Nol di papan skor. Nol gol. Namun, apakah ada yang kalah dalam pertandingan ini? Inilah paradoks yang akan menghantui hasil ini: Kolombia menciptakan xG 1,63 berbanding 0,69 milik Portugal. Los Cafeteros menguasai bola 55%, melepaskan 24 tembakan, menciptakan dua peluang besar, dan tidak memanfaatkan satu pun. Skor menunjukkan kesetaraan. Angka-angka menunjukkan bahwa Kolombia sendiri yang menyia-nyiakan kemenangan. James Rodríguez bertindak sebagai pengatur serangan utama – peran yang biasa, gaya yang biasa. Rating 7,83, terbaik di tim. Dia menarik benang, mengubah tempo, melakukan apa yang sudah lama dia lakukan untuk tim nasional ini. Namun sepertiga akhir berulang kali gagal: enam tembakan tepat sasaran dari dua puluh empat – ini adalah efisiensi yang sangat buruk, ketika Anda secara objektif lebih baik dari lawan di lapangan.

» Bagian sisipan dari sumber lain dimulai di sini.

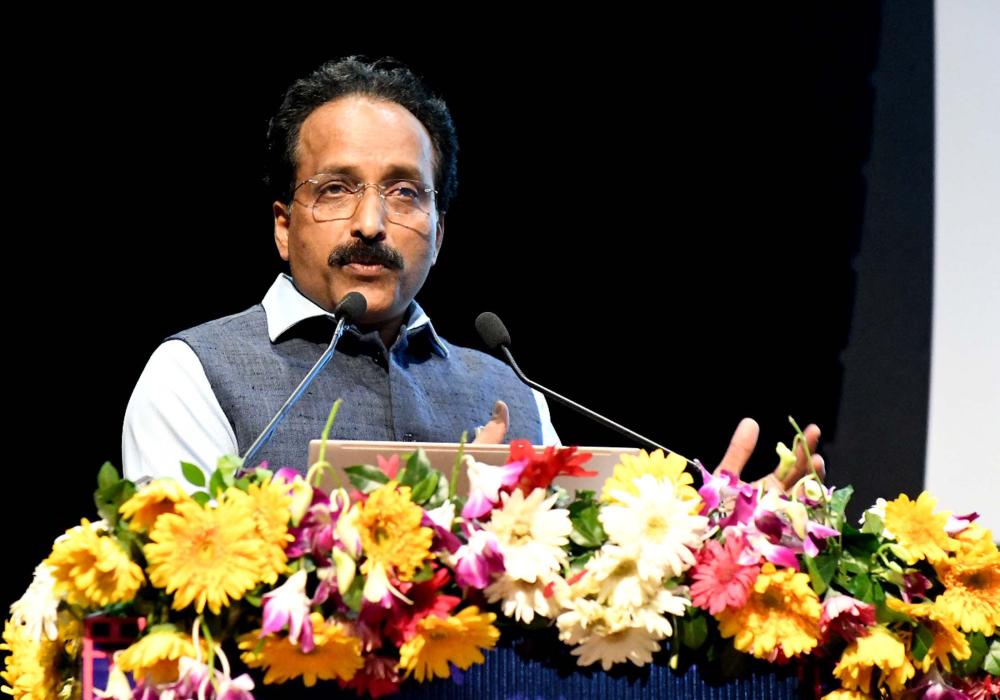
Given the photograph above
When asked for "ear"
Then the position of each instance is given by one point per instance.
(282, 220)
(439, 237)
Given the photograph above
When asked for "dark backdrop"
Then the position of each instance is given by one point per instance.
(744, 159)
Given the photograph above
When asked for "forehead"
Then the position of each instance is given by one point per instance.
(373, 138)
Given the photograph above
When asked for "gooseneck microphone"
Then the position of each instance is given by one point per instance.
(495, 335)
(350, 309)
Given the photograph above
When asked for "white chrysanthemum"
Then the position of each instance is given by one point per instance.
(522, 600)
(580, 617)
(651, 617)
(614, 571)
(37, 611)
(614, 640)
(531, 534)
(658, 522)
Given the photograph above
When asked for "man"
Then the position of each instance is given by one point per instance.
(362, 161)
(363, 165)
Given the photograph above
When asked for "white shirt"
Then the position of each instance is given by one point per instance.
(174, 416)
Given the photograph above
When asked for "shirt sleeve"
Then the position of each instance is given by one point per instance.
(549, 436)
(174, 416)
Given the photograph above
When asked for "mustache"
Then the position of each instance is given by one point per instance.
(377, 254)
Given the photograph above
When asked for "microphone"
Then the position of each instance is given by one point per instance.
(495, 335)
(350, 309)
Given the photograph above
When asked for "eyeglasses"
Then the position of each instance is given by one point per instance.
(334, 197)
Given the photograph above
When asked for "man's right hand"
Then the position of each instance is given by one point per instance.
(742, 446)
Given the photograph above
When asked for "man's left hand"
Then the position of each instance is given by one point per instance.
(742, 446)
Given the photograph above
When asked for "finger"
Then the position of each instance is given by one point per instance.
(740, 447)
(801, 468)
(495, 430)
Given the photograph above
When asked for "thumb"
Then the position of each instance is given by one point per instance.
(495, 430)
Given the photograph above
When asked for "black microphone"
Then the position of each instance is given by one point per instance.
(495, 335)
(350, 309)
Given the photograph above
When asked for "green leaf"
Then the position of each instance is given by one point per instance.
(366, 478)
(979, 648)
(991, 664)
(838, 504)
(693, 630)
(425, 573)
(109, 500)
(587, 530)
(923, 640)
(860, 545)
(821, 570)
(217, 484)
(229, 464)
(860, 587)
(425, 488)
(873, 524)
(353, 596)
(107, 477)
(193, 474)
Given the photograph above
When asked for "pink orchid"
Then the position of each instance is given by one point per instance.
(485, 484)
(288, 605)
(845, 617)
(478, 560)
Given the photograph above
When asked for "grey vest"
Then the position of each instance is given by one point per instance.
(410, 393)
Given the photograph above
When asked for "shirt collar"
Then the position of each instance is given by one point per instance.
(285, 306)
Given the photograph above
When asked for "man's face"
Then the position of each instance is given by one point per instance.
(370, 141)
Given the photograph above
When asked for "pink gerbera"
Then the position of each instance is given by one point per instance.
(720, 581)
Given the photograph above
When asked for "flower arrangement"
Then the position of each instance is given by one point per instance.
(396, 576)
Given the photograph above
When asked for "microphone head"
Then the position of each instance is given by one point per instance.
(491, 330)
(352, 307)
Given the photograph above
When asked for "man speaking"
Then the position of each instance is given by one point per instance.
(362, 163)
(362, 166)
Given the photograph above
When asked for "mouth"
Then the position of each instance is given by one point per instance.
(366, 269)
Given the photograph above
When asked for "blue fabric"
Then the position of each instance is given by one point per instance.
(530, 665)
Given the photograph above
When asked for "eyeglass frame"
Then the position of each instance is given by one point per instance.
(380, 187)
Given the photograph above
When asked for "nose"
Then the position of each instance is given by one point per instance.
(369, 218)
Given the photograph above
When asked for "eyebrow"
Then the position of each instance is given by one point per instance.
(407, 172)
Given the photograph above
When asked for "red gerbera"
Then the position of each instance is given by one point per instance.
(720, 581)
(542, 468)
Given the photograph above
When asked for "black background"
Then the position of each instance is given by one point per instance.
(759, 168)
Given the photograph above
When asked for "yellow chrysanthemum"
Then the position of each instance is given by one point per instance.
(971, 598)
(658, 466)
(30, 671)
(206, 556)
(156, 655)
(159, 497)
(880, 649)
(947, 639)
(391, 535)
(919, 531)
(450, 640)
(337, 654)
(974, 540)
(92, 570)
(782, 612)
(269, 503)
(844, 694)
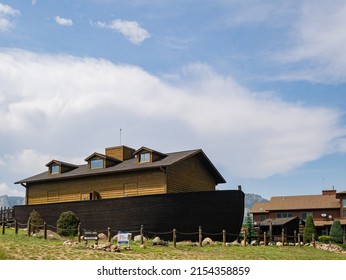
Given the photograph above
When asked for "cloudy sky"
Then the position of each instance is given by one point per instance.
(258, 85)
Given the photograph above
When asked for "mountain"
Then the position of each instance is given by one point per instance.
(10, 201)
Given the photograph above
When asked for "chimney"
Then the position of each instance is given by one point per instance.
(328, 192)
(120, 152)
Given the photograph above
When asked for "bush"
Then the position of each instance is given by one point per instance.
(336, 232)
(35, 221)
(324, 239)
(309, 229)
(67, 224)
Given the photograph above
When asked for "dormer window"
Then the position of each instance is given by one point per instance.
(148, 155)
(96, 163)
(55, 169)
(59, 167)
(144, 157)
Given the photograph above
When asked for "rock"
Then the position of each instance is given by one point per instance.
(156, 240)
(114, 248)
(234, 243)
(102, 236)
(207, 241)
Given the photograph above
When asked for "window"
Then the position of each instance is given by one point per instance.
(305, 214)
(145, 157)
(284, 215)
(55, 169)
(344, 202)
(96, 163)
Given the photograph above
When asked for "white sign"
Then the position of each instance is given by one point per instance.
(123, 237)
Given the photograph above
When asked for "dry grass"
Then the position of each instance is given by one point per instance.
(21, 247)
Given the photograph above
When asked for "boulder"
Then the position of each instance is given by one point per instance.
(102, 236)
(138, 238)
(207, 241)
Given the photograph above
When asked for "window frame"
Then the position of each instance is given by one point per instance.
(307, 214)
(99, 163)
(284, 215)
(343, 201)
(55, 169)
(144, 157)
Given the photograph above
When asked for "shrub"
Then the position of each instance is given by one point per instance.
(67, 224)
(35, 221)
(336, 232)
(309, 229)
(324, 239)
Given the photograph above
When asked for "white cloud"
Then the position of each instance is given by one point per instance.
(130, 29)
(318, 43)
(8, 10)
(70, 102)
(6, 17)
(63, 21)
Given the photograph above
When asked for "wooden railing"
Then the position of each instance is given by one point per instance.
(6, 214)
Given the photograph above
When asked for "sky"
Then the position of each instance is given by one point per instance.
(259, 86)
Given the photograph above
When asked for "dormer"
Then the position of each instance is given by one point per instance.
(59, 167)
(145, 155)
(99, 161)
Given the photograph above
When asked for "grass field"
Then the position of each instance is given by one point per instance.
(22, 247)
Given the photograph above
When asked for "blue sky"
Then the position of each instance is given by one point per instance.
(258, 85)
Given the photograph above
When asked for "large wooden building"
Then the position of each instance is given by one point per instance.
(122, 172)
(125, 188)
(323, 208)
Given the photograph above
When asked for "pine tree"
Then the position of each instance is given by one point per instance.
(248, 224)
(309, 229)
(336, 232)
(36, 221)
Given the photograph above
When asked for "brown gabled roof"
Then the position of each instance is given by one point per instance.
(54, 161)
(259, 207)
(128, 166)
(101, 156)
(281, 203)
(149, 150)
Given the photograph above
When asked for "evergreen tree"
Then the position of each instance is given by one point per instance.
(36, 221)
(309, 229)
(336, 232)
(248, 224)
(67, 224)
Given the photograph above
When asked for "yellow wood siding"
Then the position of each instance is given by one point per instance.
(189, 176)
(108, 186)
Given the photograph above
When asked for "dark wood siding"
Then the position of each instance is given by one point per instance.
(214, 211)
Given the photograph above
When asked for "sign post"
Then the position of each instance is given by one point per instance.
(123, 238)
(90, 235)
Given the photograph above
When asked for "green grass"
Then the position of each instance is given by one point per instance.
(22, 247)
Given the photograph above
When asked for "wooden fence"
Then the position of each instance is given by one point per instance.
(174, 233)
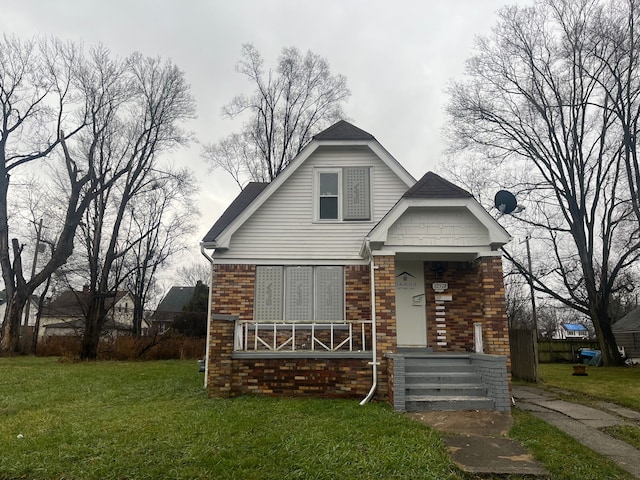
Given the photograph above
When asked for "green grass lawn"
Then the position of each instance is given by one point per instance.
(153, 420)
(121, 420)
(619, 385)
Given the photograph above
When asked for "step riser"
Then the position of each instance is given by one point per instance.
(439, 369)
(448, 405)
(455, 391)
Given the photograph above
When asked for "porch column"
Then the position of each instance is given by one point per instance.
(220, 350)
(385, 298)
(494, 313)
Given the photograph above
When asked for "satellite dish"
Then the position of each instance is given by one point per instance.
(506, 202)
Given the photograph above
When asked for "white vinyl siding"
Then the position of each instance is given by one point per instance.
(357, 196)
(298, 293)
(284, 228)
(329, 293)
(307, 293)
(438, 227)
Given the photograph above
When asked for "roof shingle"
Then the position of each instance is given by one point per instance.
(242, 201)
(434, 186)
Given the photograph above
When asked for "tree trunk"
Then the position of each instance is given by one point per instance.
(93, 328)
(11, 326)
(608, 346)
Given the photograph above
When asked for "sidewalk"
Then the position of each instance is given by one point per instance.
(582, 423)
(477, 443)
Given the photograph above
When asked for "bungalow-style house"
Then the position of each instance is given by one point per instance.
(169, 307)
(33, 309)
(346, 277)
(573, 331)
(66, 314)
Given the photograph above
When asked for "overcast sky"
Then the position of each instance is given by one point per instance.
(397, 56)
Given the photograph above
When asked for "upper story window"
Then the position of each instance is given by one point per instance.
(329, 196)
(343, 194)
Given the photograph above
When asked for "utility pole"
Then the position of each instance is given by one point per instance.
(25, 322)
(533, 313)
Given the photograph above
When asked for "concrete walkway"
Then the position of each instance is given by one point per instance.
(476, 442)
(582, 423)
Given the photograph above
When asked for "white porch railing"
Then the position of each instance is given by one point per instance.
(353, 336)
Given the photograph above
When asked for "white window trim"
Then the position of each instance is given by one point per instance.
(313, 291)
(316, 194)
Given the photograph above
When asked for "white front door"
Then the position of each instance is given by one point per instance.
(411, 314)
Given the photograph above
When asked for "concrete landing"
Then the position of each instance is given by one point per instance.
(582, 423)
(475, 441)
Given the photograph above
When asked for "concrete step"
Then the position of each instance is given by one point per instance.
(439, 368)
(442, 377)
(450, 390)
(423, 403)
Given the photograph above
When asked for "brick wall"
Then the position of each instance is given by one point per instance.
(495, 324)
(233, 290)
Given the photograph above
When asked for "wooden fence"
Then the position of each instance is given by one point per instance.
(562, 351)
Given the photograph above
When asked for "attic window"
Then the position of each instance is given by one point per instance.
(329, 195)
(343, 194)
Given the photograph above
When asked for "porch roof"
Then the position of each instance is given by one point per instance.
(436, 217)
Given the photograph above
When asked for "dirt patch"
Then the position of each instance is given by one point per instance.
(475, 422)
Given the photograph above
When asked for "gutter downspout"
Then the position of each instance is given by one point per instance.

Pergantian Jhon Córdoba dan Jefferson Lerma pada menit ke-60 memberi sinyal: staf pelatih melihat masalahnya. Solusi datang terlalu terlambat. Portugal sebagian besar pertandingan berada di posisi kedua. Tiga belas tembakan, dua tepat sasaran, xG 0,69 – tim bertahan, bukan mendominasi. Pergantian ganda di babak pertama – João Cancelo dan Rúben Neves digantikan oleh Diogo Dalot dan João Neves – membuat lini tengah lebih solid, tetapi serangan tidak pernah berfungsi. João Félix dan Vitinha keluar pada menit ke-70, tanpa menemukan solusi. Antara kekalahan dan hasil imbang berdiri satu orang: Diogo Costa. Enam penyelamatan, rating 8,11. Tanpa dia, skor akan terbaca berbeda. Pada menit ke-31, VAR memeriksa insiden dengan Davinson Sánchez – detailnya tidak diungkapkan, tetapi momen itu memengaruhi Kolombia. Para penggemar akan lama memperdebatkan insiden ini di Miami. Portugal pergi dengan skor bersih yang xG nyaris tidak membenarkan. Kolombia pergi dengan dominasi yang papan skor menolak untuk akui. Di FootLegion, gol-gol negaramu tersimpan selamanya – tidak seperti malam ini, di mana tekanan Kolombia tidak meninggalkan jejak. Katakan padaku: apakah Portugal mampu melaju lebih jauh hanya dengan Diogo Costa dan pertahanan yang terorganisir? Dan akankah Kolombia memaafkan dirinya sendiri atas dua peluang besar yang terbuang, jika di pertandingan terakhir semuanya akan ditentukan dengan tipis?